Knowing this could all come back.
And to say it’s pink, and that, oh you understand because you’ve seen the commercials on TV,
Well, you’ve just seen the previews! I used to only see that too, but now I’ve been put into the movie.
That’s when you see the scars and the pain that holds onto every cell until it brings their bodies into a graveyard!
But…they make it pretty and pink. 

Post-“Pretty and Pink”

Now as a college senior, I look back at that poem and I can still feel that anger…that misunderstanding. There was just no way for someone to explain to me what was happening. I felt helpless. My mom continues her fight, deemed a survivor. But her story, my story, the story of all those children who know someone going through cancer, all the parents, neighbors, and friendsyour story does not end with the conclusion or outcome of a diagnosis.
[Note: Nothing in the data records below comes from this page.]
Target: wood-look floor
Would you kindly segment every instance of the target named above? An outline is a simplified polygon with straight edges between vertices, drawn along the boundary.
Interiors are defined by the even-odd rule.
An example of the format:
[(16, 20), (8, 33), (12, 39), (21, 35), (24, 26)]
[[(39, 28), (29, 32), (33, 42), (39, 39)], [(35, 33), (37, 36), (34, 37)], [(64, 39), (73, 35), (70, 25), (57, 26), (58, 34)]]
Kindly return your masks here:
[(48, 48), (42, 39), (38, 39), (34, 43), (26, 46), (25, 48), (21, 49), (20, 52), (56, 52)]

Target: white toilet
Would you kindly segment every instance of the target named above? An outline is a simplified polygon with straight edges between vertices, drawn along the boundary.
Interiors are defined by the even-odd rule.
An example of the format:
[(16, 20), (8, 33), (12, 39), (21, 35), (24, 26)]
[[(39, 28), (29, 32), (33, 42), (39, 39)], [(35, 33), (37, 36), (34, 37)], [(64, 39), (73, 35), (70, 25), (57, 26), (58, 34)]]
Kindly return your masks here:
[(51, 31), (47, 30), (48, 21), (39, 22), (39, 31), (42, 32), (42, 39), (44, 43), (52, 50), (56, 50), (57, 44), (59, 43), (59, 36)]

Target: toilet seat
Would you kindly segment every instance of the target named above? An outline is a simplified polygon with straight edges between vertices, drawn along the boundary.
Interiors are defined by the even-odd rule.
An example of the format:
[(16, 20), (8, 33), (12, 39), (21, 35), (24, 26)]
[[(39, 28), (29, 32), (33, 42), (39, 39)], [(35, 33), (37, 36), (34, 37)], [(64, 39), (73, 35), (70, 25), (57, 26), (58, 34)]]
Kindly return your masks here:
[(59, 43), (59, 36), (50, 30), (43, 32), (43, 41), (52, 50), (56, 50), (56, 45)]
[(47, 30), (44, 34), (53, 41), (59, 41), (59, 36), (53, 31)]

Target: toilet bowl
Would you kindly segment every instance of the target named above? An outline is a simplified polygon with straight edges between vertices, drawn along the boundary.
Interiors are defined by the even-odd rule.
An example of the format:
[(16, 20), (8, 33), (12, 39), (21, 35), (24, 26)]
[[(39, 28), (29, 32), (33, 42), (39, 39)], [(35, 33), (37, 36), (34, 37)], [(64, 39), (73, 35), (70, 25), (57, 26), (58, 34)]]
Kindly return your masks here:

My family was left with a warning that there could be complications or the cancer could return, but my mom was given more time. That alone is something I treasure. I know my family and I were lucky to receive that time. Things never fully went back to “normal”. Our life still revolved around this disease in many waysbut it is not consuming.

Carmen’s sister Tatiana with Carmen’s mom
Carmen’s sister Tatiana with Carmen’s mom

Over time, we learned how to educate and learn without getting overwhelmed. We learned what we could do for our mom and what we could do for others. My family did its best to heal the scars cancer left internally and externally. I eventually mended the relationship with my dad, knowing that when I was younger I did not understand the complexity of the situation.

I forgave the world knowing that cancer didn’t pick my mom out of the crowd and curse her. It doesn’t discriminate. I forgave a lot of things in learning how to cope with cancer being part of life. I still worry, of course, at times because that is a perfectly normal thing to worry about.

My New Take on Pink

Cancer is scary. It can be damaging, and you are allowed to feel sad, mad, hurt…..but now pink is once again my favorite color. At the time I felt helpless, but now I know that not everyone is against you. Others feel and understand what you are going through, there are outlets. If anything, I can be an outlet and a listening ear. I can try to extend a helping hand just so someone else does not feel so alone in this.

It was as a college junior I started working for The Side-Out Foundation as an intern. A foundation that promises to do all it can through its research to extend the lives of those living with stage IV. Lives like Carla’s. Giving power to young volleyball athletes to fundraise and have a chance to do something monumental is what I love the most.

I like to think this foundation can make one girl who was like me feel less helpless, being an organization that shows that girl she can do something and that there are entities that truly understand.